PH is characterized by a combination of pruritic annular or urticarial erythematous plaques and grouped vesiculobullous lesions, often in a herpetiform configuration; histological eosinophilic and/or neutrophilic spongiosis, and intraepidermal vesicles with minimal acantholysis; and the immunological features of pemphigus (1). Although rare, concomitant PH and malignancies have been reported (210). Among the reported cases, 3 patients had lung cancer (24), 2 had prostate cancer (5, 6), 1 had lymphoma (7), 1 had oesophageal carcinoma (8), 1 had cutaneous angiosarcoma (9), and 1 had extramammary Paget’s disease (10). To our knowledge, this report is the first to detail a case of PH associated with gastric cancer. The course of treatment for PH and malignancy was documented in 7 cases, of which 5 were started on prednisolone prior to cancer treatment, and the skin lesions improved in all cases (3, 4, 5, 9, 10), 1 developed PH during regular hormone therapy for prostate cancer and responded well to low-dose prednisolone (6), and the remaining case was treated with dexamethasone for lymphoma and the skin lesions quickly improved (7). Therefore, proving a correlation between PH and malignancies is challenging because prednisolone therapy was effective. In the current case, the symptoms of PH healed rapidly and anti-Dsg3 antibodies became negative after total gastrectomy without additional treatment, and PH did not recur; this suggests that PH onset and progression possibly occurred in association with gastric cancer.
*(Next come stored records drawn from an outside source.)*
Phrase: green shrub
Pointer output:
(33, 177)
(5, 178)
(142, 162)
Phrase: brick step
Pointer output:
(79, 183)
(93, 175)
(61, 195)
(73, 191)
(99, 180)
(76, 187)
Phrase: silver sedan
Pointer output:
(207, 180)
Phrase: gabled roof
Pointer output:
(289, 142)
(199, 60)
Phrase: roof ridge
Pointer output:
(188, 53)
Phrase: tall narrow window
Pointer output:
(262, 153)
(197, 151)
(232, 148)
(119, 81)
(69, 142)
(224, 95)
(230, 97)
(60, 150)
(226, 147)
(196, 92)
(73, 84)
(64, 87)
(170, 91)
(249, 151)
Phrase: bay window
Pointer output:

Target antigens for PH are usually Dsg1 and less commonly Dsg3 (1, 11). Furthermore, anti-Dsc antibodies have been detected in several cases (1, 11). In cases of PH with malignancy (2–10), anti-Dsg1 and/or anti-Dsg3 antibodies were positive in most cases, and a few exhibited reactivity against other antigens, such as Dscs. Given the variable combination of autoantibodies in these cases, and the fact that PH differs from the clinical and histological features of pemphigus vulgaris and pemphigus foliaceus, skin lesions in PH may be caused by pathophysiological mechanisms other than autoantibodies that directly attack epidermal antigens. Several hypotheses have been proposed. One is that IgG autoantibodies in PH attract eosinophils and neutrophils to the epidermis by inducing chemical mediator secretion, including keratinocyte interleukin (IL)-8, leading to protease release and blister formation with minimal acantholysis (1, 12). Zhai et al. reported that serum IL-8 levels in patients with advanced gastric cancer decreased after radical surgery (13). In the current case, anti-Dsg3 antibody levels decreased after total gastrectomy, suggesting that gastric cancer may have been involved in the production of anti-Dsg3 antibodies.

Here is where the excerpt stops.